As we crossed the Col and descended towards the Ville des Glaciers, the wilderness transitioned into wide expanses of alpage. If I wanted to eat grass all day, these lush alpine meadows would be my idea of paradise. The hundreds of cows in the area clearly agreed, creating a cacophony of clanking bells as we moved past.

Despite the earlier sunshine, the climb to the exposed Col du Seigne offered only rain and icy winds. I would have obviously preferred my welcome to Italy to involve a warm bowl of pasta. Fortunately, sheltered under a rocky outcrop, our packed lunches were almost as satisfying. We even had curious marmots observing us as we devoured our sandwiches, waiting to pounce on the crumbs.
By now we had finished two big climbs and were happy to coast down into the beautiful Vény valley. Naturally, we still had to pull our exhausted legs up one final ascent. As we neared our refuge, I stopped to plunge into a trail-side lake.
Thankfully, the freezing water left me fully refreshed for the final jog to La Maison Vieille. While I fondly remember the dinner that evening, those memories are somewhat poisoned by a sleepless night caused by a terrible breakout of swimmer’s itch. It seems I shouldn’t have jumped in that lake after all.
Day 3: Over the Misty Mountains
We woke to the patter of raindrops on the roof. This was theoretically the easiest day on our itinerary, but persistent rain and growing fatigue offered a test of our resolve. As we slid down the muddy trails into Courmayeur, we were ready for some Italian creature comforts. The fragrant espresso and freshly baked focaccia we found in town were exactly what the doctor ordered. We nursed our coffee, enjoying the warmth of the café and hoping the rain would eventually subside. However, we eventually resigned ourselves to the fact that today we would have no choice but to get wet.

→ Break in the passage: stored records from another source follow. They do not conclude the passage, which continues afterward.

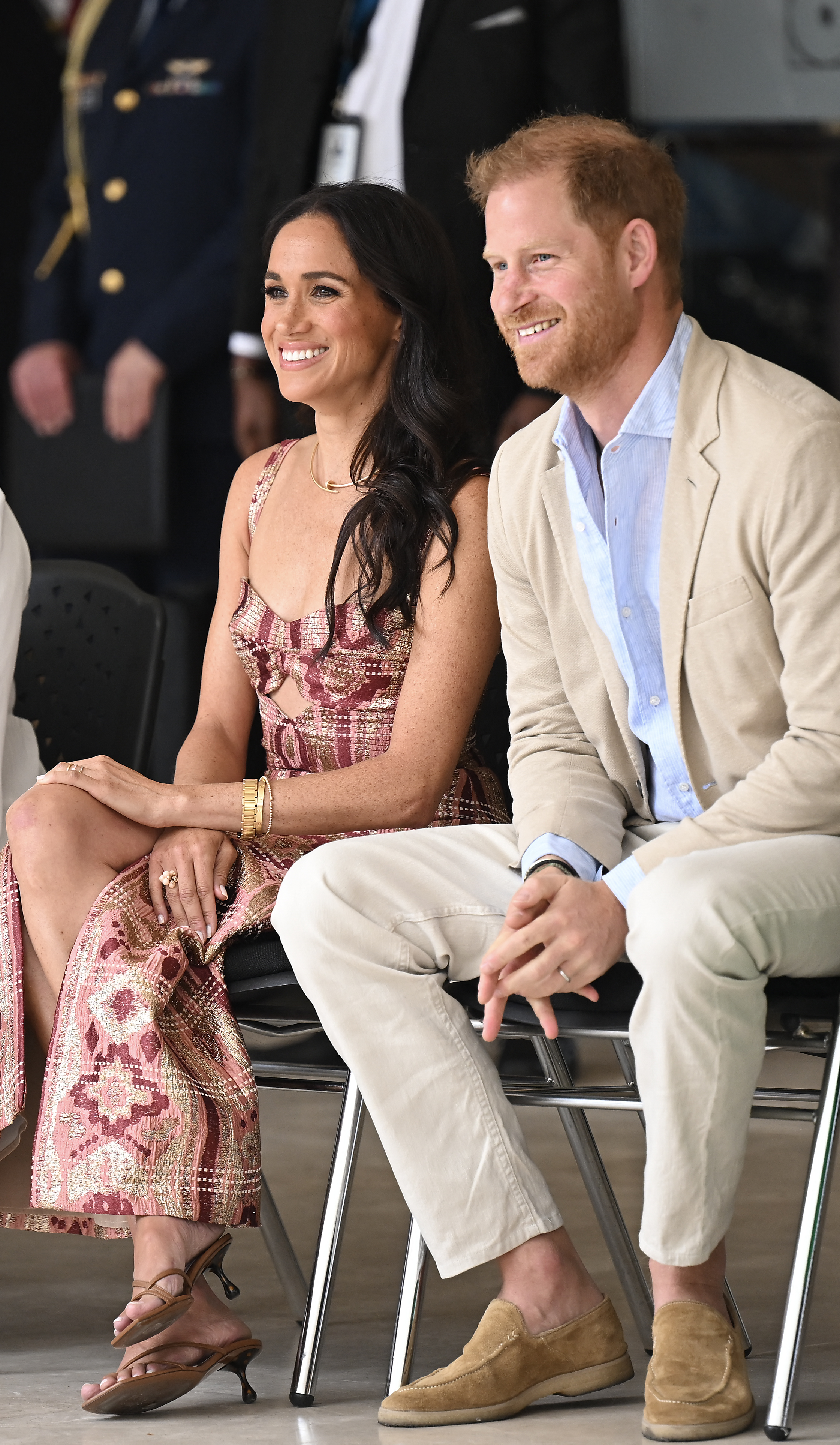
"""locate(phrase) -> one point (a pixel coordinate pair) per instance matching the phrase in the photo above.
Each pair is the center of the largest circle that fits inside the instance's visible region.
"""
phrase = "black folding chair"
(88, 664)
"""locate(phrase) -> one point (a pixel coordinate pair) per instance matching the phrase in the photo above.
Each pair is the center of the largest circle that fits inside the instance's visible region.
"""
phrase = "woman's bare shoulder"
(470, 503)
(471, 499)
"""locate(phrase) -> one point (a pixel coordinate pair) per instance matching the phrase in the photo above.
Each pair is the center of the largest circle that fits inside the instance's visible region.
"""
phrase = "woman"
(122, 894)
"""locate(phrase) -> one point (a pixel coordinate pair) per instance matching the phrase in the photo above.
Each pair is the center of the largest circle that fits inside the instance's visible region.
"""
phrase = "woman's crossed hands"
(201, 860)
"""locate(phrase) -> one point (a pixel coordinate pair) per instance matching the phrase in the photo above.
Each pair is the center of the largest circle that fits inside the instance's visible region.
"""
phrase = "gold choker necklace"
(331, 486)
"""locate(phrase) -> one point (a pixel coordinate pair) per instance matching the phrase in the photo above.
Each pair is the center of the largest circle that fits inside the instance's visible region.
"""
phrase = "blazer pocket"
(718, 600)
(502, 20)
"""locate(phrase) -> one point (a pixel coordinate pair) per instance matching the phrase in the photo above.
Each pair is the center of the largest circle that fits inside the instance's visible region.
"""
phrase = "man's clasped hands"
(560, 934)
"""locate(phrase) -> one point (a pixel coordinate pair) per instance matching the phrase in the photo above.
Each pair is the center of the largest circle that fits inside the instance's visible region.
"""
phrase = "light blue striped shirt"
(618, 530)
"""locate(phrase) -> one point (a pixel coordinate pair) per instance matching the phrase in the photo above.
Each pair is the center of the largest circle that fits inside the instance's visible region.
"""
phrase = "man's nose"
(509, 293)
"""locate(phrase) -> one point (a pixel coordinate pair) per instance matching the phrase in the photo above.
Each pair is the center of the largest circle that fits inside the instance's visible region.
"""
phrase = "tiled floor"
(58, 1297)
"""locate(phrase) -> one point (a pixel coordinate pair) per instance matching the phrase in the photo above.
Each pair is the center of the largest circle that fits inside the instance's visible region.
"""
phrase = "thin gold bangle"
(249, 828)
(270, 806)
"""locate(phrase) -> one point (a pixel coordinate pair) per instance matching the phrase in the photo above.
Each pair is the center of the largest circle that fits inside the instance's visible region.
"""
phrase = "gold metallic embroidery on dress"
(149, 1103)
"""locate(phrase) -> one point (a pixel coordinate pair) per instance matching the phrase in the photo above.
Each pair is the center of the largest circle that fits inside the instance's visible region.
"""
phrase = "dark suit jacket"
(468, 90)
(175, 233)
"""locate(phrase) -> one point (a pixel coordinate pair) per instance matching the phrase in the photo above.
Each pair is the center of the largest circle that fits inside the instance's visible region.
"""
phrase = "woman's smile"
(295, 359)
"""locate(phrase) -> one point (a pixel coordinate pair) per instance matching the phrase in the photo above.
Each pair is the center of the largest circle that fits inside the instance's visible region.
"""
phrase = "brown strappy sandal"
(174, 1307)
(149, 1392)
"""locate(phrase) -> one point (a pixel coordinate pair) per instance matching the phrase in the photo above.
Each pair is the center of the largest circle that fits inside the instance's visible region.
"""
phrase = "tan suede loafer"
(698, 1388)
(504, 1369)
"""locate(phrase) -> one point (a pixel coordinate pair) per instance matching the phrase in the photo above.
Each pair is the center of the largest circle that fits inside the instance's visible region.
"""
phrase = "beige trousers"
(376, 925)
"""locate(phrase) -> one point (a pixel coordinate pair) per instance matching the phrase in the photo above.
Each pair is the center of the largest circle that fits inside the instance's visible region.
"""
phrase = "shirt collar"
(653, 414)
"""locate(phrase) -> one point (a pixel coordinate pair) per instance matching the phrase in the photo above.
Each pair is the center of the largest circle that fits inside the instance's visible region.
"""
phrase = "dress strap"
(266, 480)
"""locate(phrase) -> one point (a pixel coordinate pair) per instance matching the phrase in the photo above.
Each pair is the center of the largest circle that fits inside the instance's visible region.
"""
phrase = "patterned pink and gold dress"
(149, 1103)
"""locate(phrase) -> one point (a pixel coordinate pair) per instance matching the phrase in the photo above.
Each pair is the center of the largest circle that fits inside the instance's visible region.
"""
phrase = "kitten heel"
(239, 1369)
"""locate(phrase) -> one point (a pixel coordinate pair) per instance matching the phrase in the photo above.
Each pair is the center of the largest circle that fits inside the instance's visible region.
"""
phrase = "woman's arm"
(457, 638)
(217, 745)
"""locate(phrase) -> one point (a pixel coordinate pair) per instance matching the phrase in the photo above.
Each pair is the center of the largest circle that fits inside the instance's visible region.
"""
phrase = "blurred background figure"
(19, 761)
(31, 64)
(136, 279)
(403, 92)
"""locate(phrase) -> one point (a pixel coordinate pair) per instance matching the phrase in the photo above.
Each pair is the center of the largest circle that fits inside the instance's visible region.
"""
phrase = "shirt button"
(115, 190)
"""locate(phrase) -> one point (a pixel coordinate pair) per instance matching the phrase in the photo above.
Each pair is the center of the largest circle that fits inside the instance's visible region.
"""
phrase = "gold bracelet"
(249, 828)
(270, 804)
(261, 801)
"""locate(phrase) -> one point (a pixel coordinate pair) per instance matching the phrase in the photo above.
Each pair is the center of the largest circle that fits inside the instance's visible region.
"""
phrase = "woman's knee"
(45, 821)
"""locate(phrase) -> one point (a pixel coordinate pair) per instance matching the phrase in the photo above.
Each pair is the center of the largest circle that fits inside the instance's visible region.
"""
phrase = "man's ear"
(640, 251)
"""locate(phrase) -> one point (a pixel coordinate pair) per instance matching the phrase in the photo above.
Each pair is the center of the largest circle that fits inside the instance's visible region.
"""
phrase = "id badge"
(341, 142)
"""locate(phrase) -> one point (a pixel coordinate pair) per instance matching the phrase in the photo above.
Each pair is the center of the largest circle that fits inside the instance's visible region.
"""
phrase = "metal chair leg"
(807, 1252)
(628, 1067)
(327, 1255)
(283, 1256)
(601, 1194)
(409, 1310)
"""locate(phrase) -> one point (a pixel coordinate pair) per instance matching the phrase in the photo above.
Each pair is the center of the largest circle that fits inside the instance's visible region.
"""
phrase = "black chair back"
(88, 665)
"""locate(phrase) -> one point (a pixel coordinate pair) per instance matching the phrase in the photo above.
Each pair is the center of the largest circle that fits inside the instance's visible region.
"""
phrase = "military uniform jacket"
(165, 132)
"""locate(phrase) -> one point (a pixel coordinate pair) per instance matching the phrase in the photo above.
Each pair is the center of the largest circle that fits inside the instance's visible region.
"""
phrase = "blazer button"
(115, 190)
(127, 100)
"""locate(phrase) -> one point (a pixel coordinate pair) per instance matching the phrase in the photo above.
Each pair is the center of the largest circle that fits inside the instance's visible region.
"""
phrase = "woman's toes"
(88, 1391)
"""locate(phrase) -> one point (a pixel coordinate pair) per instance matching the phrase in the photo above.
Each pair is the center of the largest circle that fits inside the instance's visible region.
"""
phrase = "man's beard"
(581, 353)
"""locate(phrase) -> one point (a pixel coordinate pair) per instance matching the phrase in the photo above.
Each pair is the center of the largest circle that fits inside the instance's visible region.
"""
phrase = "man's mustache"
(527, 315)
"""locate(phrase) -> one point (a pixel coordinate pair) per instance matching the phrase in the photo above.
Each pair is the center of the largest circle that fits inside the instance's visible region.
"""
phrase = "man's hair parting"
(612, 177)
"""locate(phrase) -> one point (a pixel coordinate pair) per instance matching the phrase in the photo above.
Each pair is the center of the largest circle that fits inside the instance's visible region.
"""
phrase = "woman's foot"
(210, 1323)
(161, 1242)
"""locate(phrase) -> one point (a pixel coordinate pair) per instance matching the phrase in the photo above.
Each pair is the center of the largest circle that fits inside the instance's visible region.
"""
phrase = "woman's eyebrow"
(311, 276)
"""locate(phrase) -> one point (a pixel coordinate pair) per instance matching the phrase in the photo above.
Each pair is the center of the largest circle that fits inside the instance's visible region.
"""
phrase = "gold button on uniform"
(112, 281)
(115, 190)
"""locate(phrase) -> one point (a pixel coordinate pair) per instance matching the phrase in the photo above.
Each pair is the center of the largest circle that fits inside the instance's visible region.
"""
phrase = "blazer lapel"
(689, 491)
(555, 501)
(429, 17)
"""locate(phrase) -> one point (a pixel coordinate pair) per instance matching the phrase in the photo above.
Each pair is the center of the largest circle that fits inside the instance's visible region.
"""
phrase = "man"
(667, 552)
(418, 86)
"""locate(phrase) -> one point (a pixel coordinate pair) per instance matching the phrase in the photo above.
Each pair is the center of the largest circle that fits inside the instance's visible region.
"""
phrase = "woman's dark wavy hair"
(416, 452)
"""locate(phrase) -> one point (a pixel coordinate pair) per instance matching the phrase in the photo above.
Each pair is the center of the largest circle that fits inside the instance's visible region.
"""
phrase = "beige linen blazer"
(750, 606)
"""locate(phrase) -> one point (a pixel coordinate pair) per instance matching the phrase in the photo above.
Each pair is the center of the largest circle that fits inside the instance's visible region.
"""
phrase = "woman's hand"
(158, 806)
(202, 860)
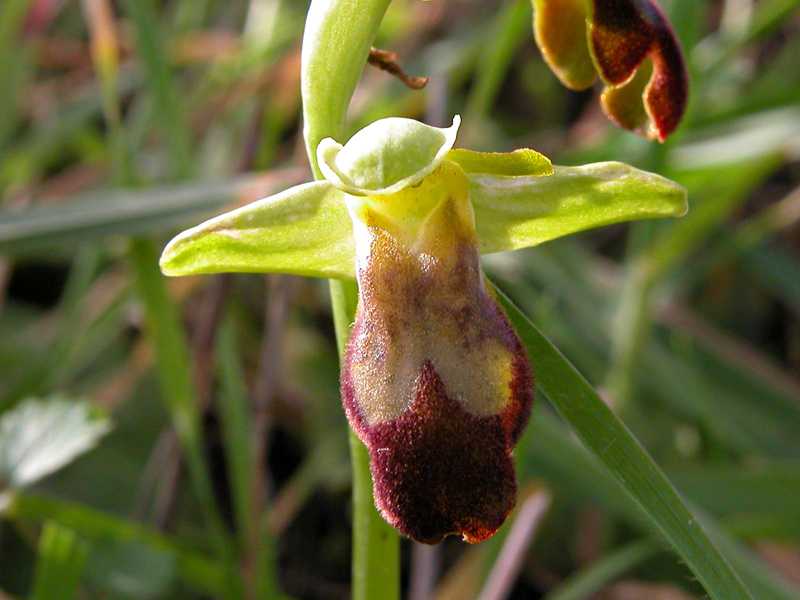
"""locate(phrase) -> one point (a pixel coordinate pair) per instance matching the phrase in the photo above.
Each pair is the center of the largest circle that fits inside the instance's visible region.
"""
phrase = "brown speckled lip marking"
(625, 32)
(441, 460)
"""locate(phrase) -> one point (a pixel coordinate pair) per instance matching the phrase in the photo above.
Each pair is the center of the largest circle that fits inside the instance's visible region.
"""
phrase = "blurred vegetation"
(121, 122)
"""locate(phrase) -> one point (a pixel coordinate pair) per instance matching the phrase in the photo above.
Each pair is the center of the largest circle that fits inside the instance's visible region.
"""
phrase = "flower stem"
(376, 546)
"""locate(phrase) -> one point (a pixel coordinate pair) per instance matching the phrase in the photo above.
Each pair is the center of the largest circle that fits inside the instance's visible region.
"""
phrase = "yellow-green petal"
(304, 230)
(523, 161)
(518, 212)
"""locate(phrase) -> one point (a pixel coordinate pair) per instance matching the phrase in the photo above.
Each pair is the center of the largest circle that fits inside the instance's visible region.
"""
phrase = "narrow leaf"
(518, 212)
(305, 230)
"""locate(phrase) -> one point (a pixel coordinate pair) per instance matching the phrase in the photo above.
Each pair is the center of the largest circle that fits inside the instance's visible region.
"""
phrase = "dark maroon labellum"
(436, 384)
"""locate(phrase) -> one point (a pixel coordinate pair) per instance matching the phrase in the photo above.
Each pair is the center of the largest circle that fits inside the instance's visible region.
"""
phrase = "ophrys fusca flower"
(435, 381)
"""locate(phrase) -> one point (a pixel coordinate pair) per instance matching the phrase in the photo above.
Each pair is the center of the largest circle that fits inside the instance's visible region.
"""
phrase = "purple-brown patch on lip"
(623, 33)
(437, 385)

Courmayeur soon disappeared behind us as we made our way up a crumbling road back into the mountains. As the road narrowed into a dirt trail, it grew steeper, and soon we were sweating under our rain gear. As we continued upwards, we entered dense clouds of fog that obscured everything around us.
The eerie, mist-cloaked landscape muffled all sounds and gave us a heightened sense of isolation. The only signs of life visible in the gloom were the faint silhouettes of cows on distant ridge lines.
Our destination, Refugio Walter Bonatti, offered a sharp contrast to the bleak weather. Despite crowded dormitories and damp clothing, our spirits soared as we basked in warmth, exceptional food, and lively conversation.
Day 4: A Struggle in Switzerland
We stumbled out of the refuge the next morning, grateful that the fog had disappeared. Instead of endless clouds, we had a stunning view of the Frébouze Glacier, clinging on to the side of Mont Blanc. We started the steep descent down to the valley below while watching helicopters run supplies up and down the mountainside. Although I had acclimatized to a certain level of fatigue over the last few days, every step now sent pain coursing through my legs. Of course, I was to blame: muscle failure when moving downhill is the result of inadequate training.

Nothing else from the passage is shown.